Доступно с лицензией Aviation Airports.
Доступно с лицензией Aviation Charting.
Сводка
Creates obstruction identification surfaces (OIS) based on the FAA Part 77 specification. This regulation establishes standards and notification requirements for objects affecting navigable airspace. The type, function, and dimension of a surface differ by its runway classification. This tool creates surfaces as a polygon or multipatch features.
Использование
Параметр Входные объекты взлетно-посадочной полосы должен поддерживать z-значения.
The selections you make in High Runway Designator Classification and Low Runway Designator Classification parameters will automatically populate most of the surface parameters.
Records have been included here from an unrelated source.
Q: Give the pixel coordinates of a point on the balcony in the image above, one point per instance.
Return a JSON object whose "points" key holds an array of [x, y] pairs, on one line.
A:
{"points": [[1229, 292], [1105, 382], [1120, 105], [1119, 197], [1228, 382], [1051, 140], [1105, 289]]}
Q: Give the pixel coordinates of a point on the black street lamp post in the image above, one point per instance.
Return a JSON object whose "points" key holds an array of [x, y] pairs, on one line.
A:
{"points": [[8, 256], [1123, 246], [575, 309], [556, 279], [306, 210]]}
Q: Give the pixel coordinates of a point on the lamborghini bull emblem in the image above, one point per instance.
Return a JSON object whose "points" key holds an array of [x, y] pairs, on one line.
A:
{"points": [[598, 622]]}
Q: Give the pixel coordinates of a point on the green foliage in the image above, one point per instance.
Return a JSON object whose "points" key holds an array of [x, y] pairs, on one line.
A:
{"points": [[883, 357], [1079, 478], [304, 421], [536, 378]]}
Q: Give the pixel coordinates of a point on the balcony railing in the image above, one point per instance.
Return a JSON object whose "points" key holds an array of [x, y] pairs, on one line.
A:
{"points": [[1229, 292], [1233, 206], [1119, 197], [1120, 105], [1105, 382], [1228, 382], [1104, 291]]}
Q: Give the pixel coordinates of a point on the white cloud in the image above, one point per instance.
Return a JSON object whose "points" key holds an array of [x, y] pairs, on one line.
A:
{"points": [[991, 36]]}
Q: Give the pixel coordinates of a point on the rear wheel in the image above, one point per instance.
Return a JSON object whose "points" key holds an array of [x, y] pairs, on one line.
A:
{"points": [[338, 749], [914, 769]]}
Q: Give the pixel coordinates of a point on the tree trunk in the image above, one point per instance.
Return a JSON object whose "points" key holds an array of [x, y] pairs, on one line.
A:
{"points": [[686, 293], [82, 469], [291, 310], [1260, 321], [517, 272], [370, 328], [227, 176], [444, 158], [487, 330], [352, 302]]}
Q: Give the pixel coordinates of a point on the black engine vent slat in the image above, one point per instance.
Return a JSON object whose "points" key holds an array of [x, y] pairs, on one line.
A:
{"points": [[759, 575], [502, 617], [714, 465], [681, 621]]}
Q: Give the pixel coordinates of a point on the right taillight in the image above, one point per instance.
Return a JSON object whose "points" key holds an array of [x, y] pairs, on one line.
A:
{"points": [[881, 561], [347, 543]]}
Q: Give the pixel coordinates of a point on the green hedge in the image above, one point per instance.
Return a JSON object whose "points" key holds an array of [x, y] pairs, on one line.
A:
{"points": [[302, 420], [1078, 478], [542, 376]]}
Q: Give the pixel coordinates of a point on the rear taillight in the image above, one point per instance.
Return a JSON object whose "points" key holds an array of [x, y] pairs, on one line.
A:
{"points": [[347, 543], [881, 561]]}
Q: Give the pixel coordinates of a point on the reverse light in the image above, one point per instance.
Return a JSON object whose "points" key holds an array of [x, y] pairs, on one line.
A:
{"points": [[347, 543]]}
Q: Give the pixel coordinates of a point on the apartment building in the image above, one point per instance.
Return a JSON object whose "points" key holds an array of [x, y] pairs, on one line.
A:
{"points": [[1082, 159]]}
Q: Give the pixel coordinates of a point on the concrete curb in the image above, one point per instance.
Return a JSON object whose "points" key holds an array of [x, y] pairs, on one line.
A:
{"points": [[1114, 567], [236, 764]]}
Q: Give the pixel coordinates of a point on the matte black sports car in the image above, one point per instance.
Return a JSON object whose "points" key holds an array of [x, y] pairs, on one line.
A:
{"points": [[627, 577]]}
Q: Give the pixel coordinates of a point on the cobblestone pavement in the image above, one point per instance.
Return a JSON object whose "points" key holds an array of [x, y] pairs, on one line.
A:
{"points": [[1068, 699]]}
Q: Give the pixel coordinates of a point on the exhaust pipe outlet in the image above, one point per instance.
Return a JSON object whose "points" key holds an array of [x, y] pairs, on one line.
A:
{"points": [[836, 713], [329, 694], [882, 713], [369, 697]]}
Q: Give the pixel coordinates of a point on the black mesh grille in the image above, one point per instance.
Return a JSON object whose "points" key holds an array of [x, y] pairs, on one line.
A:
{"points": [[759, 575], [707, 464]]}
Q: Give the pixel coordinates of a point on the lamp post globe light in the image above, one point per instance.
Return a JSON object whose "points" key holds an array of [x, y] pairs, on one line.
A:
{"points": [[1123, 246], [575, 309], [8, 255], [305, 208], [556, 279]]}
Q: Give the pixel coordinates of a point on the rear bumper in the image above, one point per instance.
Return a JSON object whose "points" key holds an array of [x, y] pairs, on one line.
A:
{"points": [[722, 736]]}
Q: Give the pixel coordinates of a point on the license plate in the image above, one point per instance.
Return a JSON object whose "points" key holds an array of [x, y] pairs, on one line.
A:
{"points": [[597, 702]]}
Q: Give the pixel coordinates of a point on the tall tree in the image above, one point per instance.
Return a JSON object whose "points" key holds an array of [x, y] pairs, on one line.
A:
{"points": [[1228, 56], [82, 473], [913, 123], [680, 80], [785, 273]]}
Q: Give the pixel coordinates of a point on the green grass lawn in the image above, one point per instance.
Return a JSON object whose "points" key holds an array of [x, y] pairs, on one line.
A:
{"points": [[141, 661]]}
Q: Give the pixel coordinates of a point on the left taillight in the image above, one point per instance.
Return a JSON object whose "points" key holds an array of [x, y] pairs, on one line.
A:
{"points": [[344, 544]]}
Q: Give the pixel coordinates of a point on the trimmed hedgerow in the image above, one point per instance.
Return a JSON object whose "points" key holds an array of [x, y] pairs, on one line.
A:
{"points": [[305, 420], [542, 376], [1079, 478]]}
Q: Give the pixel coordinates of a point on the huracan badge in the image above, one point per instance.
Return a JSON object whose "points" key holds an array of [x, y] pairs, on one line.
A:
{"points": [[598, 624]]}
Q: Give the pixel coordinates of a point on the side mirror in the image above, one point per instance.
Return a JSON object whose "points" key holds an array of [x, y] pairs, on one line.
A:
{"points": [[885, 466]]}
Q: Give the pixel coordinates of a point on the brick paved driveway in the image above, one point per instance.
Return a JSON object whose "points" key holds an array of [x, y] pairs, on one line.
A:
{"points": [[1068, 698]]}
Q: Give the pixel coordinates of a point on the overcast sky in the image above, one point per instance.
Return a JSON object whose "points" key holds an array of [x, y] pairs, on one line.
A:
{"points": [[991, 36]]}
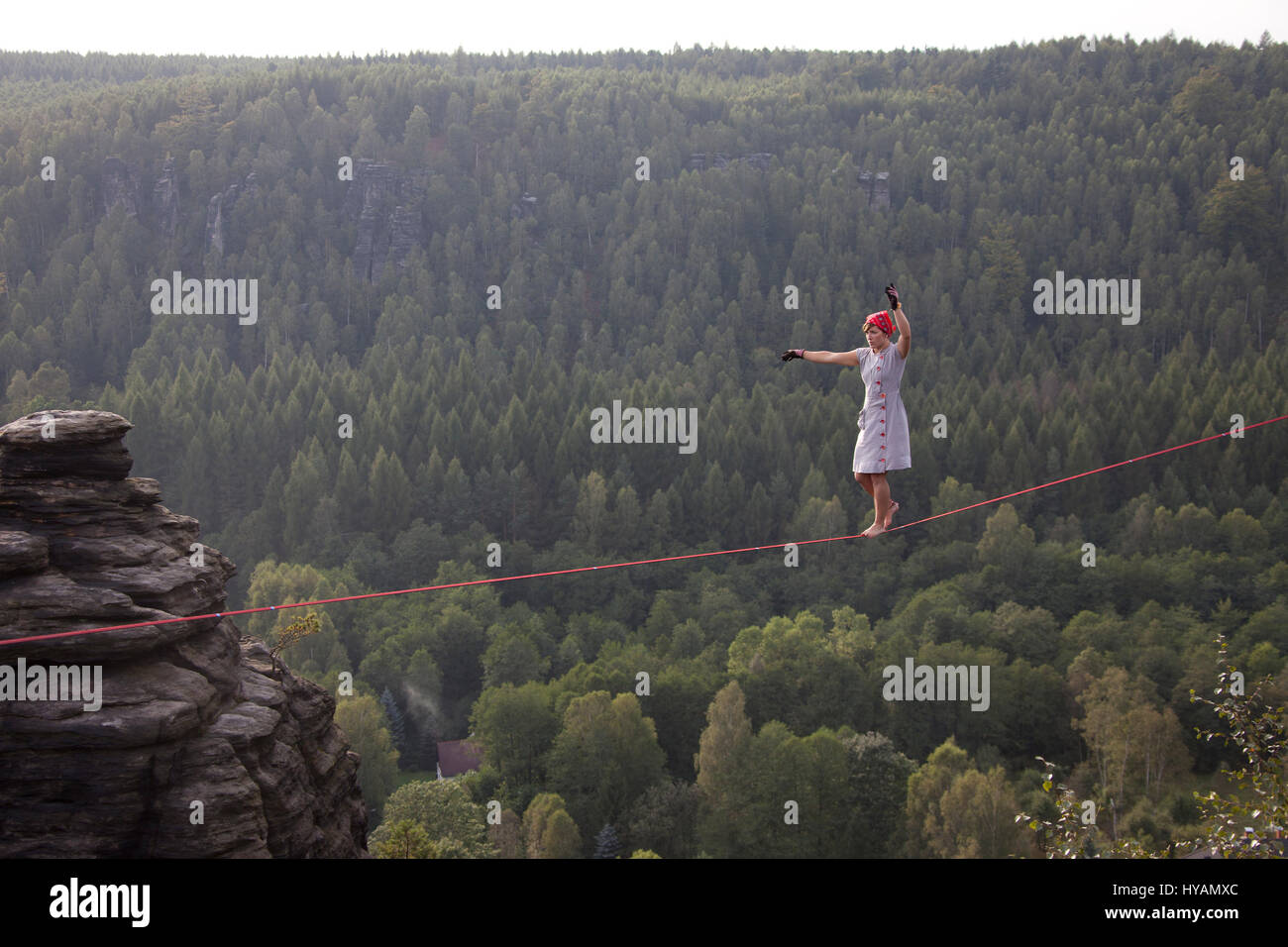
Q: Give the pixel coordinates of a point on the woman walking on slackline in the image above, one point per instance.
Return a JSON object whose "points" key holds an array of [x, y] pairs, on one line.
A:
{"points": [[884, 444]]}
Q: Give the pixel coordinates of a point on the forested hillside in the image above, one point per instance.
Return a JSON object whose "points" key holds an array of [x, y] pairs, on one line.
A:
{"points": [[459, 258]]}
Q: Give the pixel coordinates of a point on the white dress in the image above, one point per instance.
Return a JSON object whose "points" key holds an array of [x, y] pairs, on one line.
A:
{"points": [[884, 444]]}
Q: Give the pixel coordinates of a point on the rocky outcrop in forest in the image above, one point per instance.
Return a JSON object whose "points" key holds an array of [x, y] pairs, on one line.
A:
{"points": [[192, 712], [877, 187], [384, 200], [223, 204]]}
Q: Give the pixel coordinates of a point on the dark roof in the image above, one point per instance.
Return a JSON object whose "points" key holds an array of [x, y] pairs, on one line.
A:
{"points": [[456, 757]]}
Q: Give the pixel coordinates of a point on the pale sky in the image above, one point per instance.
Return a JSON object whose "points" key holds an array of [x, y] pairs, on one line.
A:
{"points": [[269, 27]]}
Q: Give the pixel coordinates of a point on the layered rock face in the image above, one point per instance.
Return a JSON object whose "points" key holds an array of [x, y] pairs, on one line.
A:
{"points": [[385, 201], [191, 711]]}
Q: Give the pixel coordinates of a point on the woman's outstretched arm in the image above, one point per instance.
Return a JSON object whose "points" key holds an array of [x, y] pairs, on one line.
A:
{"points": [[850, 357]]}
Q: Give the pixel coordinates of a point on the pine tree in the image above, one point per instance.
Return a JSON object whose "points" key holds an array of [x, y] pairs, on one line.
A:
{"points": [[397, 728]]}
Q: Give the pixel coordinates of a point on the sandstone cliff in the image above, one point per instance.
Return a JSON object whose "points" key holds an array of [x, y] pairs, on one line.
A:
{"points": [[191, 711]]}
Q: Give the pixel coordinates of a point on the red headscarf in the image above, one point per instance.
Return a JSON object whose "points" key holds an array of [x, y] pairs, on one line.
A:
{"points": [[881, 320]]}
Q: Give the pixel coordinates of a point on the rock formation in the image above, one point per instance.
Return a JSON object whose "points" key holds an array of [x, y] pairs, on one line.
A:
{"points": [[165, 200], [220, 205], [385, 201], [120, 187], [877, 188], [191, 711]]}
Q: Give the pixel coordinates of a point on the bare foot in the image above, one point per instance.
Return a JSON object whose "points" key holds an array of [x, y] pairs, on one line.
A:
{"points": [[894, 508]]}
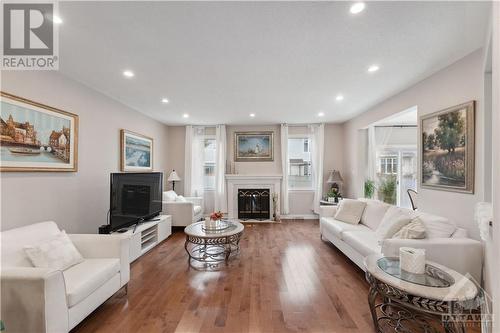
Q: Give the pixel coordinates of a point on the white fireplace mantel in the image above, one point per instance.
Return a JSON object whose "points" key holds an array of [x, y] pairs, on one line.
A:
{"points": [[241, 181]]}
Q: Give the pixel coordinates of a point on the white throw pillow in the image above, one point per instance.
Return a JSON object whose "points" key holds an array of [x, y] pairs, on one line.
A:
{"points": [[350, 211], [413, 230], [437, 226], [393, 220], [374, 213], [169, 196], [180, 198], [58, 253]]}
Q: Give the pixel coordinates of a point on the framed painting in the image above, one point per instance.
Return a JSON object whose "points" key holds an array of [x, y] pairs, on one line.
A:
{"points": [[36, 137], [136, 152], [253, 146], [447, 143]]}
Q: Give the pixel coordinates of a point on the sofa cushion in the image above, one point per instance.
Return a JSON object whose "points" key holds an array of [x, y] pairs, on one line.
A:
{"points": [[169, 196], [196, 210], [85, 278], [338, 227], [350, 211], [394, 219], [57, 252], [373, 213], [364, 242], [437, 226], [13, 242]]}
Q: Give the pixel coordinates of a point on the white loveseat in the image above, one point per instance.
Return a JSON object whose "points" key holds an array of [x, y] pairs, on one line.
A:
{"points": [[445, 243], [184, 210], [47, 300]]}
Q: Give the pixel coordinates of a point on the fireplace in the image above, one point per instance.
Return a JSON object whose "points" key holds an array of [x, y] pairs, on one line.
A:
{"points": [[254, 204]]}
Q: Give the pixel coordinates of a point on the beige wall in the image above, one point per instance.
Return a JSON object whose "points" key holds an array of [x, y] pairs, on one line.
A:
{"points": [[77, 201], [458, 83]]}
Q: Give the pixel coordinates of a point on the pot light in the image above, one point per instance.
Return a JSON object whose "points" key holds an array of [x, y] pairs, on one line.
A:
{"points": [[56, 19], [373, 68], [357, 8], [128, 73]]}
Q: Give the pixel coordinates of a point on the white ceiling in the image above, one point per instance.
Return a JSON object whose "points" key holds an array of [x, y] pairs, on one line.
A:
{"points": [[283, 61]]}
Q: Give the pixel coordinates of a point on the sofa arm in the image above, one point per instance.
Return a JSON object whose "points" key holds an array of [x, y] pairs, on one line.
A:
{"points": [[463, 255], [327, 211], [105, 246], [33, 300]]}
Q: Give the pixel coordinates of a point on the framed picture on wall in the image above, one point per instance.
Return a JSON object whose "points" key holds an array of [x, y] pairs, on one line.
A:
{"points": [[447, 143], [136, 152], [253, 146], [36, 137]]}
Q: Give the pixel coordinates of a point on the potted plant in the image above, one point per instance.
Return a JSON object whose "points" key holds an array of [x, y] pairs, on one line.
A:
{"points": [[369, 188]]}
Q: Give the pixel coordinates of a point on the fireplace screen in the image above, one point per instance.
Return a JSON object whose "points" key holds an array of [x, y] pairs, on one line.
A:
{"points": [[253, 204]]}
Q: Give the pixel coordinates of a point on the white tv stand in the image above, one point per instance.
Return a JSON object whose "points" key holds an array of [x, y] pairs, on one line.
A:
{"points": [[147, 235]]}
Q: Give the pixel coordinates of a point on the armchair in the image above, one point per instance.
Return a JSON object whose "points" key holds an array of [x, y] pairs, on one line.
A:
{"points": [[184, 210], [49, 300]]}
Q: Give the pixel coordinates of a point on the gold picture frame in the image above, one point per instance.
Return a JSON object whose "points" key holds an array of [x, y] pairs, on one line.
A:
{"points": [[254, 146], [447, 145], [136, 152], [36, 137]]}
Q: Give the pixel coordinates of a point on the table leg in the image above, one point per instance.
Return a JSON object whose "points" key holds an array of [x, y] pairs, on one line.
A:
{"points": [[372, 295]]}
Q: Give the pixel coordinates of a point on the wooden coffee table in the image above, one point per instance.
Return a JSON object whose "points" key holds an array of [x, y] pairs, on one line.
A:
{"points": [[208, 249]]}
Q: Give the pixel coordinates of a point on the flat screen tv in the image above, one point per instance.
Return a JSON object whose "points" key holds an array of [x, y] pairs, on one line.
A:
{"points": [[135, 197]]}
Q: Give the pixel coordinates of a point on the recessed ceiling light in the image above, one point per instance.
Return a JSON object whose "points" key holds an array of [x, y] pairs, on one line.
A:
{"points": [[128, 73], [357, 8], [56, 19], [373, 68]]}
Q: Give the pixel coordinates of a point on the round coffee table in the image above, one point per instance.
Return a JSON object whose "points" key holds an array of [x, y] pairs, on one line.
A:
{"points": [[418, 302], [210, 248]]}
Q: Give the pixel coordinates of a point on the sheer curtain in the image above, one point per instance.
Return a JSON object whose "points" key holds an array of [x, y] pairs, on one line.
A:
{"points": [[193, 161], [285, 164], [317, 157], [220, 169]]}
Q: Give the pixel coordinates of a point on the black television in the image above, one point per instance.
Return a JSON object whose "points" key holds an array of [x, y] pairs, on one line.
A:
{"points": [[134, 198]]}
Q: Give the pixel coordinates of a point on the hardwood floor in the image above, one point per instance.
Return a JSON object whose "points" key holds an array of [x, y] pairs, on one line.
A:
{"points": [[285, 280]]}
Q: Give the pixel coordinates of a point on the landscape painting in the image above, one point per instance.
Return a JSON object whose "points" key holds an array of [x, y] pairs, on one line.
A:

This tool creates the OIS in an existing polygon or multipatch feature class. It can also be generated in an existing polygon shapefile. If a feature class is selected for Target OIS Features, it must have a vertical spatial reference.
For military airports, the outer horizontal surface is merged as well as the horizontal and conical surfaces.
To create a JSON file for Custom JSON File, use the CustomizeOIS.exe file that is part of the ArcGIS Aviation data package available from My Esri.
The Airport Elevation parameter has a default value of 0. If you use an elevation value greater than 0, it takes precedence and overrides any existing airport elevation value read from the Input Airport Control Point Feature parameter.
The Input Airport Control Point Feature parameter can be used to supply x-, y-, and z-geometry for an Airport Elevation parameter, displaced threshold point features, or both. If displaced threshold points are included, surfaces will be constructed based on their x-, y-, and z-geometry instead of their corresponding Input Runway Feature parameter endpoint.
OIS tools are flexible and accept a variety of input and output feature class types. For more information, see the OIS Input and Output schemas.
The horizontal surface generated by this tool will be continuous across the multipatch feature.
Прежние версии:
In ArcGIS Pro 2.6.x and earlier versions, the horizontal surface generated by this tool will be cut by the transitional or approach surfaces.
Синтаксис
arcpy.aviation.FAAFAR77(in_features, target, high_runway_end_type, low_runway_end_type, {specially_prepared_hard_surface_runway}, {highend_clear_way_length}, {lowend_clear_way_length}, {airport_elevation}, {include_merged_surface}, {custom_json_file}, {airport_control_point_feature_class})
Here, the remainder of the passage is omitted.